There is a division of authorities on this question. But we think the better view of the question is presented in Cooper Manufacturing Co. v. Ferguson, 113 U. S. 727, in which the court said: “Reasonably construed, the constitution and statute of Colorado forbid, not the doing of a single act of business in the State, but the carrying on of business by a foreign corporation without the filing of the certifiicate and the appointment of an agent, as required by the statute. The constitution requires the foreign corporation to have one or more known places of business in the State before doing any business therein. This implies a purpose at least to do more than one act of business. Por a corporation that has done but a single act of business, and purposes to do no more, cannot have one or more known places of business in the State. To have known places of business, it must be carrying on or intending to carry on business. The statute passed to carry the provision of the constitution into effect makes this plain, for the certificate which it requires to be filed by a foreign corporation must designate the principal place in the State where the business of the corporation is to be carried on. • The meaning of the phrase ‘to carry on,’ when applied to business, is well settled.
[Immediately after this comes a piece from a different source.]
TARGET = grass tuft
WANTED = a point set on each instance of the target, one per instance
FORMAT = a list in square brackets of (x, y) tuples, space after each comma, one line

In Worcester’s Dictionary the definition is: ‘To prosecute, to help forward, to continue, as to carry on business,’etc. * * The obvious construction, therefore, of the constitution and the statute is that no foreign corporation shall begin any business in the State, with the purpose of pursuing or carrying it on, until it has filed a certificate designating the principal place where the business of the corporation is to be carried on in the State, and naming an authorized agent, residing at such principal place of business, on whom process may be served. To require such a certificate as a prerequisite to the doing of a single act of business, when there was no purpose to do any other business, or have a place of business in this State, would be unreasonable and incongruous.”
The constitution and statute of Colorado, construed in this opinion, are substantially the same as ours. The strongest case, perhaps, apparently in conflict with the case in 113 U. S. is Farrior v. New England Mortgage Security Co., an Alabama case, reported in 28 A. & E. Corp. Cases, 2.
The demurrer to the answer of appellees should have been sustained.
The judgment is reversed, and the cause is remanded, with directions to sustain the demurrer to the answer.